Brent crude extended its rally to a fourth consecutive session, while global stocks slumped as investors braced for ‌an oil shock ⁠that ⁠could reignite inflation and delay interest rate cuts worldwide.

The rupee, Asia’s worst-performing currency this year, slipped to ​a record low of 92.3025 per dollar before closing at 92.15, falling 0.7% in its worst ​single-day slide in over a month.

Intervention by the Reserve Bank of India helped limit losses in the face of heightened dollar demand from local corporates, including oil companies.

U.S. ​and Israeli forces have pounded Iran since Saturday ⁠and Iranian drones ‌and missiles have struck Gulf oil refineries and U.S. embassies ​in Saudi ​Arabia and Kuwait, raising concerns over the impact on oil importing ⁠economies such as India.


“The primary concern for India and ​China is the passage of crude through the Strait of ​Hormuz,” said Abhishek Goenka, chief executive at FX advisory firm IFA Global.

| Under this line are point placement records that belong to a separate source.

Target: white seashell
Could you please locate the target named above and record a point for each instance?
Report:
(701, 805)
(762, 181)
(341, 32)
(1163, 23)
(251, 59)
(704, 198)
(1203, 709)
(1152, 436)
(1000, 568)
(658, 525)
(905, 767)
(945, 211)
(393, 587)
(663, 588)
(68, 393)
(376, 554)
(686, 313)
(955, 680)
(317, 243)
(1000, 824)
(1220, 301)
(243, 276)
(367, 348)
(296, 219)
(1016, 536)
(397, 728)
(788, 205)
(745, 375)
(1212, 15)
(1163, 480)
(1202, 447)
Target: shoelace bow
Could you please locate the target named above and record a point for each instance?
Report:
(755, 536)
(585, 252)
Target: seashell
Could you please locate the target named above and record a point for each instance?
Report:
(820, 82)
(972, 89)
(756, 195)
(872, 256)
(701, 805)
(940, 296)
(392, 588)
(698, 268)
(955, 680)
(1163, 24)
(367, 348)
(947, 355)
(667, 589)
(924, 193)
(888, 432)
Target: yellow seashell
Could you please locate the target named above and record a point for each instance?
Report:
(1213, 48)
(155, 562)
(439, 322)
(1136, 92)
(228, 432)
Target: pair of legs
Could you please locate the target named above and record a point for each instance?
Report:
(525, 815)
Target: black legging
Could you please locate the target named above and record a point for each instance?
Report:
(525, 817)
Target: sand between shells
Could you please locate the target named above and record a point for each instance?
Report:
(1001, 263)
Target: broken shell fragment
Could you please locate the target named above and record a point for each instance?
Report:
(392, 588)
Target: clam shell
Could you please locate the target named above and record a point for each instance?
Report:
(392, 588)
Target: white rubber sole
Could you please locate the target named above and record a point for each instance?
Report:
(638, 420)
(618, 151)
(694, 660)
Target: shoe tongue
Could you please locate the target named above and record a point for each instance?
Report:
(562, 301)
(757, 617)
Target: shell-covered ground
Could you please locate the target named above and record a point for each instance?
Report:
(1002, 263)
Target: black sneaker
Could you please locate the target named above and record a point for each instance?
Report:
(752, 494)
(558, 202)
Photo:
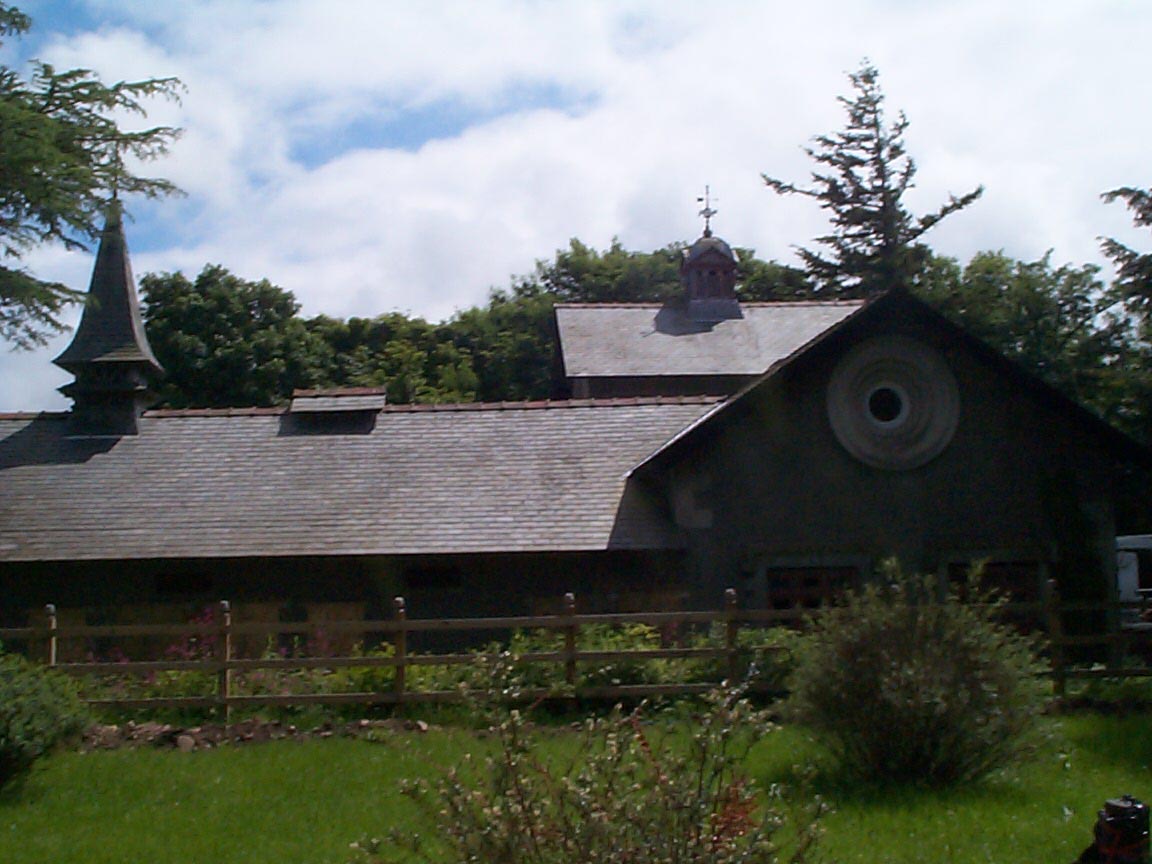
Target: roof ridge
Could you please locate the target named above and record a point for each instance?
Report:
(35, 415)
(448, 407)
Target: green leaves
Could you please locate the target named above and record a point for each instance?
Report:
(863, 174)
(62, 158)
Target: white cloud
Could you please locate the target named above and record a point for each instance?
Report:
(635, 107)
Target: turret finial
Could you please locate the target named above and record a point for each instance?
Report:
(707, 211)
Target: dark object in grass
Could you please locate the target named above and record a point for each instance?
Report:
(1121, 833)
(912, 680)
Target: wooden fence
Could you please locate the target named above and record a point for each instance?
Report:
(218, 664)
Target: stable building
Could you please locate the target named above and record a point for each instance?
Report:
(780, 448)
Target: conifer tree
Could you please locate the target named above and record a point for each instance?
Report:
(863, 174)
(62, 157)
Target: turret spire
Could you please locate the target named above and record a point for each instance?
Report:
(110, 354)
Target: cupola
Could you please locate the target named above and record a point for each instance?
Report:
(707, 273)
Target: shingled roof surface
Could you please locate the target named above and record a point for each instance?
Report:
(646, 339)
(426, 479)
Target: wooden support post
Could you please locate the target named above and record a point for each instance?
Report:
(224, 658)
(1055, 626)
(50, 611)
(732, 633)
(570, 639)
(401, 648)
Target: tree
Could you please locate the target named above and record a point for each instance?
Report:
(225, 341)
(874, 240)
(1132, 294)
(62, 157)
(1052, 320)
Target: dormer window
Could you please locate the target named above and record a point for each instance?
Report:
(347, 411)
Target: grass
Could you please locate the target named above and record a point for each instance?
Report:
(293, 802)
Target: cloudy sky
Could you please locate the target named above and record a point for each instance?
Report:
(373, 154)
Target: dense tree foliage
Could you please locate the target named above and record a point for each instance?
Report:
(226, 341)
(863, 174)
(62, 157)
(1052, 320)
(1132, 294)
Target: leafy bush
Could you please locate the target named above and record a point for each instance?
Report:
(906, 681)
(639, 790)
(38, 710)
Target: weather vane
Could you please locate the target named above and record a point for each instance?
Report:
(707, 212)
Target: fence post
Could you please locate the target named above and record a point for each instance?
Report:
(401, 648)
(1056, 638)
(732, 630)
(224, 671)
(570, 639)
(53, 629)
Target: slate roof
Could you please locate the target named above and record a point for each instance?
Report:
(646, 339)
(425, 479)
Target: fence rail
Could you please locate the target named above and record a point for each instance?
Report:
(219, 662)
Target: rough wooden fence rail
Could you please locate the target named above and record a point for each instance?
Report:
(221, 662)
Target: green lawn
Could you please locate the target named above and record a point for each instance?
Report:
(293, 802)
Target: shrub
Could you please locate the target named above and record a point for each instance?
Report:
(38, 709)
(646, 791)
(907, 681)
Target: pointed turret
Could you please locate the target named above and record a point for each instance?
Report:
(707, 273)
(110, 354)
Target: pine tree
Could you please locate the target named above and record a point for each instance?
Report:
(62, 157)
(865, 171)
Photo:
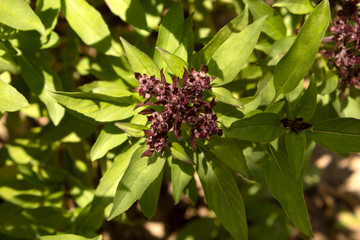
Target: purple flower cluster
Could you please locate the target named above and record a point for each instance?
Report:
(345, 56)
(183, 104)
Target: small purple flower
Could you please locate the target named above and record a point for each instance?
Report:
(345, 55)
(182, 105)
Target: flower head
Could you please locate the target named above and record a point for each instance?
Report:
(182, 105)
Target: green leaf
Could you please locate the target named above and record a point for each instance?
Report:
(170, 32)
(295, 6)
(175, 63)
(109, 138)
(88, 24)
(181, 174)
(222, 195)
(134, 130)
(231, 28)
(48, 11)
(6, 61)
(68, 237)
(230, 57)
(40, 78)
(287, 190)
(139, 61)
(262, 127)
(19, 15)
(130, 11)
(149, 199)
(305, 107)
(338, 135)
(31, 40)
(296, 63)
(10, 99)
(295, 146)
(96, 107)
(225, 96)
(230, 153)
(106, 189)
(274, 25)
(140, 173)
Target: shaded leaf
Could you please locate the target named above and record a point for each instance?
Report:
(287, 190)
(170, 32)
(140, 173)
(230, 57)
(88, 24)
(274, 25)
(222, 195)
(131, 12)
(296, 63)
(96, 107)
(19, 15)
(139, 61)
(40, 78)
(48, 12)
(181, 174)
(306, 106)
(109, 138)
(295, 147)
(233, 27)
(10, 99)
(262, 127)
(295, 6)
(134, 130)
(338, 135)
(175, 63)
(230, 153)
(6, 61)
(225, 96)
(149, 199)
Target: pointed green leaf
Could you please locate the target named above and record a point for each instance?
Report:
(233, 27)
(230, 57)
(40, 78)
(230, 153)
(134, 130)
(6, 61)
(170, 32)
(175, 63)
(222, 195)
(181, 174)
(140, 173)
(96, 107)
(48, 11)
(287, 190)
(109, 138)
(88, 24)
(262, 127)
(10, 99)
(130, 11)
(139, 61)
(19, 15)
(274, 25)
(295, 147)
(295, 6)
(338, 135)
(225, 96)
(68, 237)
(149, 199)
(305, 107)
(296, 63)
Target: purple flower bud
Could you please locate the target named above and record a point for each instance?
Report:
(182, 105)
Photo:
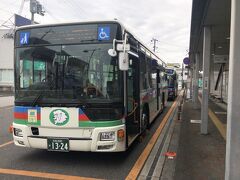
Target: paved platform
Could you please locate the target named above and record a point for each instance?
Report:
(199, 156)
(6, 101)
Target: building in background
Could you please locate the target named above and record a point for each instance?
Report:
(6, 60)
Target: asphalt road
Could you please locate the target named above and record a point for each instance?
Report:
(84, 164)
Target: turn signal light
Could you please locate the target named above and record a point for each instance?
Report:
(121, 135)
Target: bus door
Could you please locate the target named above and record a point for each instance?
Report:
(158, 90)
(133, 108)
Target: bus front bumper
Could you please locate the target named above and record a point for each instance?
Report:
(80, 139)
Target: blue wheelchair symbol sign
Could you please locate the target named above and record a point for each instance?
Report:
(24, 38)
(103, 33)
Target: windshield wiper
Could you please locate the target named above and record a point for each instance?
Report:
(37, 98)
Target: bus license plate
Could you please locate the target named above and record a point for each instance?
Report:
(58, 145)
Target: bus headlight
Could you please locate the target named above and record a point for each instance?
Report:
(107, 136)
(17, 132)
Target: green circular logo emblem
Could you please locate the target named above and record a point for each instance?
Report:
(59, 117)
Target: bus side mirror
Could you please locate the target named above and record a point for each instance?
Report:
(123, 61)
(112, 52)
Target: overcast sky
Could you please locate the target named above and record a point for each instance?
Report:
(166, 20)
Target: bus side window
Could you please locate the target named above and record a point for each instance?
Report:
(143, 71)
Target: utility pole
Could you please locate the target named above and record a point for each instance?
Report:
(35, 7)
(154, 44)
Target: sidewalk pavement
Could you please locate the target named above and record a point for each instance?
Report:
(199, 156)
(6, 101)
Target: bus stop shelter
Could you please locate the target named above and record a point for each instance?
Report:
(214, 44)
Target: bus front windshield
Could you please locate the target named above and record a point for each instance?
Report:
(65, 74)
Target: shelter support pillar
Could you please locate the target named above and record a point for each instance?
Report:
(206, 69)
(233, 114)
(195, 81)
(212, 83)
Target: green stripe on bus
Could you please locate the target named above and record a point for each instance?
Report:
(100, 123)
(25, 122)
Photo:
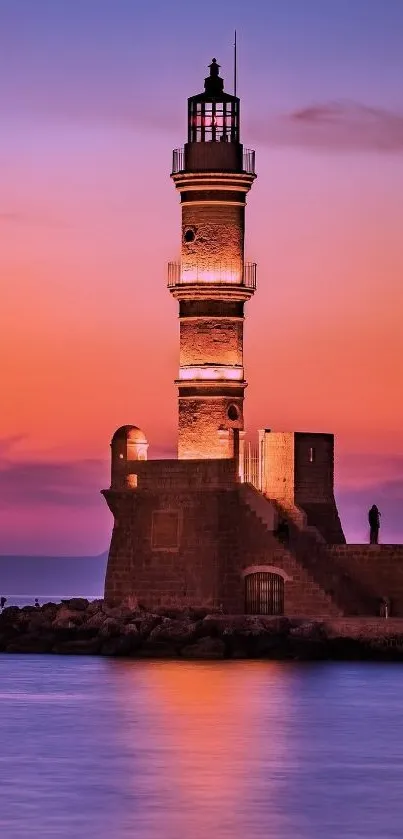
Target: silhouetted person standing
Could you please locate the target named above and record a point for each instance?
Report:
(374, 518)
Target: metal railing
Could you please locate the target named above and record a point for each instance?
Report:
(212, 273)
(248, 161)
(251, 465)
(178, 161)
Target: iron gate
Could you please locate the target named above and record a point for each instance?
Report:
(264, 594)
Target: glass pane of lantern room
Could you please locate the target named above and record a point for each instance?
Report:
(208, 122)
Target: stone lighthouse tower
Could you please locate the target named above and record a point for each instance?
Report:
(212, 282)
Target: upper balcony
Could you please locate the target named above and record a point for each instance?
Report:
(210, 157)
(212, 274)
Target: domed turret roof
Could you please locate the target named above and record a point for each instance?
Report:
(129, 433)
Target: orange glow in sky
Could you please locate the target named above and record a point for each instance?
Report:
(89, 335)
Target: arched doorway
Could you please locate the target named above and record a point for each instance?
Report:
(264, 594)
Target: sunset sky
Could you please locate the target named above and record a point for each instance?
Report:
(92, 102)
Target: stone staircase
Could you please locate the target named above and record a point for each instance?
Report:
(342, 593)
(305, 595)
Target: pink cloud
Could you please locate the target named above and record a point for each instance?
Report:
(336, 126)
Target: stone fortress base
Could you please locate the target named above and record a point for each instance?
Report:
(194, 533)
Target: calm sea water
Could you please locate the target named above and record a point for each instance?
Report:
(176, 750)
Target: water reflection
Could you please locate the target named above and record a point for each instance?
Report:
(221, 750)
(220, 732)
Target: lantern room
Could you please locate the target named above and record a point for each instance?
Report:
(213, 116)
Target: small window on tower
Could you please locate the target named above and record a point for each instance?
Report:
(233, 413)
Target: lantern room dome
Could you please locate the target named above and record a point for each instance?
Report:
(129, 434)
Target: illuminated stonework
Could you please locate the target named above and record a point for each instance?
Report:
(213, 174)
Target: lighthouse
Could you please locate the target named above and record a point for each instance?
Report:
(212, 282)
(204, 530)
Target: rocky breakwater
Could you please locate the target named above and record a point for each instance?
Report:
(79, 627)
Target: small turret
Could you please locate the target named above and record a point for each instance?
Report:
(128, 443)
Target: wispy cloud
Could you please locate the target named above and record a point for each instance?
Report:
(9, 442)
(37, 482)
(336, 126)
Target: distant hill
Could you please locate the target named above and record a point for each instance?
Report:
(51, 576)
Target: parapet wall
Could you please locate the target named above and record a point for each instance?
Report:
(158, 475)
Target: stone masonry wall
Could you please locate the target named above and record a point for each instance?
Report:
(201, 562)
(246, 542)
(199, 424)
(211, 341)
(141, 566)
(278, 467)
(377, 567)
(176, 474)
(219, 235)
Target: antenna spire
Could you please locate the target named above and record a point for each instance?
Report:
(235, 64)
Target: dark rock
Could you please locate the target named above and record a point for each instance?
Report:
(95, 606)
(175, 631)
(96, 620)
(310, 630)
(206, 647)
(197, 614)
(119, 613)
(125, 645)
(146, 624)
(30, 644)
(77, 646)
(131, 629)
(110, 627)
(157, 649)
(68, 617)
(78, 604)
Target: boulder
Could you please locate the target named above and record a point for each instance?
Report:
(124, 645)
(179, 632)
(78, 604)
(205, 648)
(131, 629)
(95, 606)
(146, 623)
(30, 644)
(110, 627)
(77, 646)
(96, 620)
(157, 649)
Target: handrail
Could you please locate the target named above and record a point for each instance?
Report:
(212, 273)
(178, 161)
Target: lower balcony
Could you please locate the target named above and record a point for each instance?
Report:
(212, 274)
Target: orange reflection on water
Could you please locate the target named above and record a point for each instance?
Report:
(210, 725)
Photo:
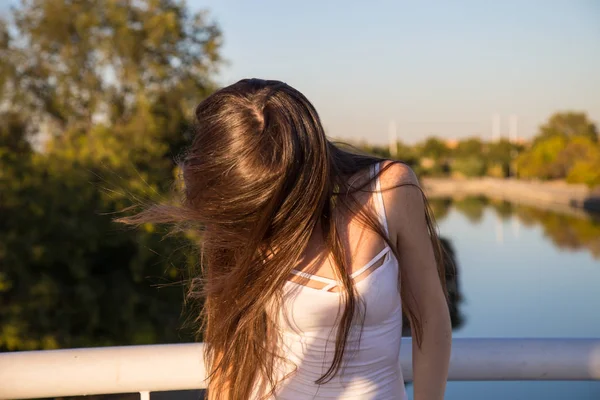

“While RBI will most likely be present (in FX markets)… Typically, the intervention in such cases is more light-touch as one does not know how much more the situation could worsen.”Traders said that there was a rush among importer clients to cover near-tenor ‌liabilities.

India’s benchmark equity indexes – the BSE Sensex and Nifty 50 – fell more than 1% each, while the yield on the 10-year benchmark ​bond rose ​4 bps.

The intensifying conflict ⁠has also made currency hedging more expensive for Indian importers, while the Nifty India volatility index climbed to 21, its highest since May 2025, indicating a spike in investor ​anxiety.

Economists say a sustained rise in oil prices can create growth and inflation pangs for the global economy.

Analysts at Goldman Sachs say that if oil prices rise to $85 per barrel, the Philippines and Thailand would likely experience the largest price increases, with India and China likely to see a more modest rise in inflation.